Beat the above with a mixer for two minutes.

Pour into your *unbaked pie crust. They’ll bake together in the oven.

Bake at 425 for 15 minutes, reduce heat to 350. Bake for 50 minutes. Don’t open the over door because the pie will fall, and then you’ll have a crater in the middle.

Let it cool, add whatever decorations you want, and thoroughly enjoy it!

I added some hand-cut leaves from the leftover pie crust. They turned out beautiful, and added a little more crunch to the creamy pumpkin pie.

Recipe box memories – chocolate chip cookies

It started with a cactus. I wanted to find a way to display it, and thought my old Fiesta-ware teapot would make a nice home.

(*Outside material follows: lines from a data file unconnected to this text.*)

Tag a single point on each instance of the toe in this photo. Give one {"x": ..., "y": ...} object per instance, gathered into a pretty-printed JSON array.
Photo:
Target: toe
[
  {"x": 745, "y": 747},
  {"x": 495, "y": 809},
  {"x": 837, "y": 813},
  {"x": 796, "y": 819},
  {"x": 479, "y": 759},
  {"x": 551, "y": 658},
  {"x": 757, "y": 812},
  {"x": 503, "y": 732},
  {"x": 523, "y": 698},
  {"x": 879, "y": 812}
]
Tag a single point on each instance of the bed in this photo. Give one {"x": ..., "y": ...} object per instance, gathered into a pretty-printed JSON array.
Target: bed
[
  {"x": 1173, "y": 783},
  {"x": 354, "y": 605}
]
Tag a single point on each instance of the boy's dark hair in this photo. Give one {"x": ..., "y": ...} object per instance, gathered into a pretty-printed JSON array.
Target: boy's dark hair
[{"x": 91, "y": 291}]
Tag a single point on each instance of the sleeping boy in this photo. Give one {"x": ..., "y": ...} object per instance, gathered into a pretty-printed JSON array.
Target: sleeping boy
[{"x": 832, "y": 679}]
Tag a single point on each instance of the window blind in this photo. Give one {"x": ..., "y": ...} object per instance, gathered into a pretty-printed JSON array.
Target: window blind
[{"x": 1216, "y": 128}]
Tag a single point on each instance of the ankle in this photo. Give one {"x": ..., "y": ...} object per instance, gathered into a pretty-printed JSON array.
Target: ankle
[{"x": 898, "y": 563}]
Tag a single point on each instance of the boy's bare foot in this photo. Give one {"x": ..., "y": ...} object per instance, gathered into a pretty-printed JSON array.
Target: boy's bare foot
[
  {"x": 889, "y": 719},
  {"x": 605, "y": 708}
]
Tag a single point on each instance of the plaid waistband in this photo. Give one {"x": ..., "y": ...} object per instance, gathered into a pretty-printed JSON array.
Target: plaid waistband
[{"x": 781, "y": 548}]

Since I filled the pot with a plant, I no longer needed the lid… and my philosophy is ‘hide it away’…

Away it went, into an old recipe box…. already occupied by a memory.

In it, an old letter to my mother from a childhood friend.

Along with an update on life at that moment in time, the letter contains the recipe for the best chocolate cookies I have ever hand, hands down. They’re perfectly soft, chocolatey, gooey, with enough texture to be exciting but not enough to detract from the simplicity of a chocolate chip cookie.

The find wasn’t just the recipe… it’s the flood of memories that came back. Cooking with my mother in the kitchen of the house I grew up in. Making tiny doll-sized cookies so my Barbies could have a tea party (all so I could eat more than just one!) The last memory I have of this recipe from my childhood was desperately searching for it one summer afternoon. I never found it. Funny how things show up years later, in the strangest places.

Chocolate chip cookies

  • 2 eggs
  • 1 c. brown sugar
  • 1/2 c sugar
  • 1 c. softened butter
  • 1 box instant vanilla pudding mix (this is the secret!)
  • 1 tsp. vanilla

Mix the above together.
Then add the following to the mixture:

  • 2 c. flour
  • 1 c. oatmeal (optional)
  • 1 tsp. baking soda
  • 1 tsp. salt
  • 1 package of semi-sweet chocolate chips

At this point, you can chill the dough to make it a little harder, or you can grease a cookie sheet, spoon those babies out, and pop ’em into the oven.

Bake at 350 for about 8 to 10 minutes, then revel in the delight that is a warm, homemade chocolate chip cookie.